The folks at the other IPAs were of course paid at the same or similar rates as those from Caremore, but I was told that the better Medicare payments made up for the losses taken on commercial insurance carriers so their profit status was kind of at a wash and they were glad they had enough seniors in their plans to make up for the commercial insurer payments which were less.
Back in 2009 Caremore made some big IT investments to run business intelligence software for analytics for Chronic illnesses. They hooked up with Trizetto the competitor of Ingenix from United Healthcare to create all types of analytics to include their PHR which connected with HealthVault and so forth and started running audit trails again back in 2009 with using their algorithms. Here’s a little additional background at the links below.
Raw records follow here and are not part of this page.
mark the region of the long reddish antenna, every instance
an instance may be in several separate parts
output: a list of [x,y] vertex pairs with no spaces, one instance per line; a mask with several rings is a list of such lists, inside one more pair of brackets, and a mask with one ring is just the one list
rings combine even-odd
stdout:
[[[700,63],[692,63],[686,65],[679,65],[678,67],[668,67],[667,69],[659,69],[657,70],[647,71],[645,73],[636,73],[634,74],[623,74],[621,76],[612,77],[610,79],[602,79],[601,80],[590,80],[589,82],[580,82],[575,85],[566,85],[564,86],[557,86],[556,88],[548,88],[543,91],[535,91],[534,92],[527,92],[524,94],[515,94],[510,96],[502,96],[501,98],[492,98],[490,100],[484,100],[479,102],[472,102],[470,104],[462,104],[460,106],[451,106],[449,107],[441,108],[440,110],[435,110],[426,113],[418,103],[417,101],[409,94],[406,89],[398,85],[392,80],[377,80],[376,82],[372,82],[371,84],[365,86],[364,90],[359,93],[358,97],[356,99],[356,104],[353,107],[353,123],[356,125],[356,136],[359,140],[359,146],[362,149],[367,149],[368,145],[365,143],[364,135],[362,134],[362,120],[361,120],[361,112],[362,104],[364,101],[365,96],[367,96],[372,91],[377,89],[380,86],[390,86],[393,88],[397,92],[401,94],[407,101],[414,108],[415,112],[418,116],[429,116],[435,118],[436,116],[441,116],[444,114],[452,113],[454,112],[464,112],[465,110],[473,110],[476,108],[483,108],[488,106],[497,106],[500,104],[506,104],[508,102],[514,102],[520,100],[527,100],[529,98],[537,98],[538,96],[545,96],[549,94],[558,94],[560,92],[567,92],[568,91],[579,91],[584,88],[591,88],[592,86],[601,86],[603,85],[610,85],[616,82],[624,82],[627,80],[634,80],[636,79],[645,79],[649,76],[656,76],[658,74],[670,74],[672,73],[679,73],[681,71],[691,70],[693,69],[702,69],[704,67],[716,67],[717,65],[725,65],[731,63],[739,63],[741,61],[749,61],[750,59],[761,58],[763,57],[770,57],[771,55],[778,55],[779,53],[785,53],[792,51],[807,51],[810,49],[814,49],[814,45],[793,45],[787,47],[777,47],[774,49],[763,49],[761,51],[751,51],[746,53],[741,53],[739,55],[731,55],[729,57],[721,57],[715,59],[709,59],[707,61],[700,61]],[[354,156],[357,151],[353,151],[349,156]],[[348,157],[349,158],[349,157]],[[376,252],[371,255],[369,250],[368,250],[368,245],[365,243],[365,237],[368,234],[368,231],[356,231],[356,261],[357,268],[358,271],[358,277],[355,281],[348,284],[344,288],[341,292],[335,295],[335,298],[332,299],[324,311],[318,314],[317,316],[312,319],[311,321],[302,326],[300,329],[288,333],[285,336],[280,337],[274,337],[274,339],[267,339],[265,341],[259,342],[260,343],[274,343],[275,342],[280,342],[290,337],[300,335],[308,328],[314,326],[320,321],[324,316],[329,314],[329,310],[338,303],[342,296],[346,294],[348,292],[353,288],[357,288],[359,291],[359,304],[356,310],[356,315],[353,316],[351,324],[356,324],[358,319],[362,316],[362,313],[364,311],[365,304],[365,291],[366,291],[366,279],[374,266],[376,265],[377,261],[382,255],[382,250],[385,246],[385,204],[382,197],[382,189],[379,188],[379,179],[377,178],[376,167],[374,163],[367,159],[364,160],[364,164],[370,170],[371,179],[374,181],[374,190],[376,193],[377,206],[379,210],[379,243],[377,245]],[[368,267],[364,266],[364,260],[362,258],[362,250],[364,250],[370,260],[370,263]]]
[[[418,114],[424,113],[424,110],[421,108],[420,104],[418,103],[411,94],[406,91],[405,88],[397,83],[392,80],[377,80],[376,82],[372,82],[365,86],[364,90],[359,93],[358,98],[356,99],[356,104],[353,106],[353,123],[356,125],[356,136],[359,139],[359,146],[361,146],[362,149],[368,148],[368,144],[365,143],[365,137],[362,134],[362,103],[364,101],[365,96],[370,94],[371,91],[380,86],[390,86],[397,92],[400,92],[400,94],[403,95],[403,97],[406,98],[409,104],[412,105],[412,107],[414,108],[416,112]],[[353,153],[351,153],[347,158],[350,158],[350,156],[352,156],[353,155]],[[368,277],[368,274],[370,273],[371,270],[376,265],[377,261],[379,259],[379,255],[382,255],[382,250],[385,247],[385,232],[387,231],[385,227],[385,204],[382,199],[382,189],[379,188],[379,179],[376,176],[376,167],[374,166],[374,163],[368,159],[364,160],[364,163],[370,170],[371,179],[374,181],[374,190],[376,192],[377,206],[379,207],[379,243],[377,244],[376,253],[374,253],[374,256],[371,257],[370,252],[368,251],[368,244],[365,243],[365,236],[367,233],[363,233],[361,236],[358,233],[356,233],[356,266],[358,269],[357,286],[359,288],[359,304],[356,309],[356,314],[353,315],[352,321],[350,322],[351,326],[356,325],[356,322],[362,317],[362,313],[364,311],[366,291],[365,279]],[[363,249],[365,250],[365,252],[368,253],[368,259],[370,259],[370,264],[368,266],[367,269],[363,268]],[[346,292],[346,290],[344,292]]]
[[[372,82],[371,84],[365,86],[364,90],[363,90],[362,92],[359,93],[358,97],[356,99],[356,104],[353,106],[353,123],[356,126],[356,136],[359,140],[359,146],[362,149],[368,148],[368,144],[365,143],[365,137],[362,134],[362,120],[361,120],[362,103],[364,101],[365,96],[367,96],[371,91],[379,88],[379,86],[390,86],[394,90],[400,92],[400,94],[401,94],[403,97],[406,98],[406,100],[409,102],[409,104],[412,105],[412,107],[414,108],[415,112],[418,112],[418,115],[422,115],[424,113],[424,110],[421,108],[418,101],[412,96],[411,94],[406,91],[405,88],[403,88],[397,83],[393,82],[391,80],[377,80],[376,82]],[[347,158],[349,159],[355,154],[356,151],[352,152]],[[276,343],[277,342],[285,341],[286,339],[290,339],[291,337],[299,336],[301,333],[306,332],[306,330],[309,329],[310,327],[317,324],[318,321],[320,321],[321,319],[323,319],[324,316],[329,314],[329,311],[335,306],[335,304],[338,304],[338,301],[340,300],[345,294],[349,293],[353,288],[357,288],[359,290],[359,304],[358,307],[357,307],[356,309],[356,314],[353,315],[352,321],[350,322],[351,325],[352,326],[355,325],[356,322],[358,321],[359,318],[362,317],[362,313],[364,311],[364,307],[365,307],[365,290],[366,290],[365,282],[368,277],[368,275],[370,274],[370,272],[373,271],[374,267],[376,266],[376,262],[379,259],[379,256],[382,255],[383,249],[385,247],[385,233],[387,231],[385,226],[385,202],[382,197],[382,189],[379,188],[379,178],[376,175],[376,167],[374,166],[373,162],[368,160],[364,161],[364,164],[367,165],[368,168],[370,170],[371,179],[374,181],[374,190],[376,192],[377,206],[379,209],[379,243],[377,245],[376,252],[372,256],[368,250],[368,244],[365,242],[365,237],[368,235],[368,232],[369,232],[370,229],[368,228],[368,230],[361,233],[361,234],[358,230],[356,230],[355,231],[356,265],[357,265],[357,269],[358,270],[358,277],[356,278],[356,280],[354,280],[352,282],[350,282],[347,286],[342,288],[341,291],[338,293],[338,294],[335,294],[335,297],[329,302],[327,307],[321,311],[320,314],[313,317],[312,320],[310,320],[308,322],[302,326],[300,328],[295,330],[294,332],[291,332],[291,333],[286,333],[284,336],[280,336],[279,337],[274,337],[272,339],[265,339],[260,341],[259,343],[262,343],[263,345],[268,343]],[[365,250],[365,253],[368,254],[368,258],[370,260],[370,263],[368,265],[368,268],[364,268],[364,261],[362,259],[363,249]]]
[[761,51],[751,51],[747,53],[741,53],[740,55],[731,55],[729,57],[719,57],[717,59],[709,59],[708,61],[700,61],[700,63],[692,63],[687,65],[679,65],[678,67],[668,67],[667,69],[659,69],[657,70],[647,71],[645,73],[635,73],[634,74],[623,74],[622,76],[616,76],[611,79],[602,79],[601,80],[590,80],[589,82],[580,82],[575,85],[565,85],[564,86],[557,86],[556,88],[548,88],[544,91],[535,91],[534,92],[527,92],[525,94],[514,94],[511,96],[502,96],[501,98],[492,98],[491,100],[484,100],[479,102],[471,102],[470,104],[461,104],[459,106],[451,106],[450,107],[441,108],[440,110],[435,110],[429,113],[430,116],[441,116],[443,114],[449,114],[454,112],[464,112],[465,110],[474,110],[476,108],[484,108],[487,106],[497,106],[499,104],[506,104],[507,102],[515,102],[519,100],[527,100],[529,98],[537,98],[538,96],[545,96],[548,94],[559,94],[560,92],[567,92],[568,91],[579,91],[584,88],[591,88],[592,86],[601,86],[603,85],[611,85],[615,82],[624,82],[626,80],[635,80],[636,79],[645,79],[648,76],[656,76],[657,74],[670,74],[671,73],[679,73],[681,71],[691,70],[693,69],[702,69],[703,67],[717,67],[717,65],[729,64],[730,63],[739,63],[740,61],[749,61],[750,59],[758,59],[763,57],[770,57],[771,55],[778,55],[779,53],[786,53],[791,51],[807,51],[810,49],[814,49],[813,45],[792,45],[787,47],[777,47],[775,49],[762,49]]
CareMore Live On TriZetto's Clinical CareAdvance System Algorithms - Healthcare Business Intelligence
In addition Caremore coined the word “Extensivist” as a hospitalist basically that made house calls with seniors and did a lot of the follow up in that fashion which they claimed as a solution to help keep re-admissions down. CareMore provides "talking" pill boxes that remind patients to take their medications.
The plan enrolls patients in its own disease-management programs, including one for heart failure that relies on telemonitoring and the use of wireless weight scales and hospitalists that meet or beat the 15% re-admission rate goal are in line for bonuses' to be paid. We all know hospitalists and their coding are the key gatekeepers these days.
The Hospitalists Have Become The Gatekeepers for Effective Hospital Coding & Sometimes Bear the Burden Alone
Not too long ago another big IPA, Memorial Healthcare was bought by United Healthcare, so we are seeing some trending here with insurers buying up IPAs (independent physician associations) and HMOs.
As you can see the price of $800 million was nothing to sneeze at and it will be interesting to see how this all comes under the over all WellPoint umbrella as of course data will be combined at some point for greater data analysis as that’s what they all do today. I wonder too how many of CareMore representatives will stay employed as they seemed to have quite a few of them around, at least in southern California you run into them quite often. BD
(Reuters) - WellPoint Inc (WLP.N) plans to buy privately held Medicare specialist CareMore to expand its presence in the U.S. government program for the elderly.
The deal advances WellPoint's plans to become a bigger competitor in Medicare, rivaling leaders UnitedHealth Group Inc (UNH.N) and Humana Inc (HUM.N), as it seeks to take advantage of the post-war baby boom generation becoming eligible for the program.
WellPoint did not announce the price, but The New York Times said it was about $800 million, citing unnamed sources.
The acquisition may signal increased deal activity that has been expected in the industry since the U.S. healthcare overhaul passed last year.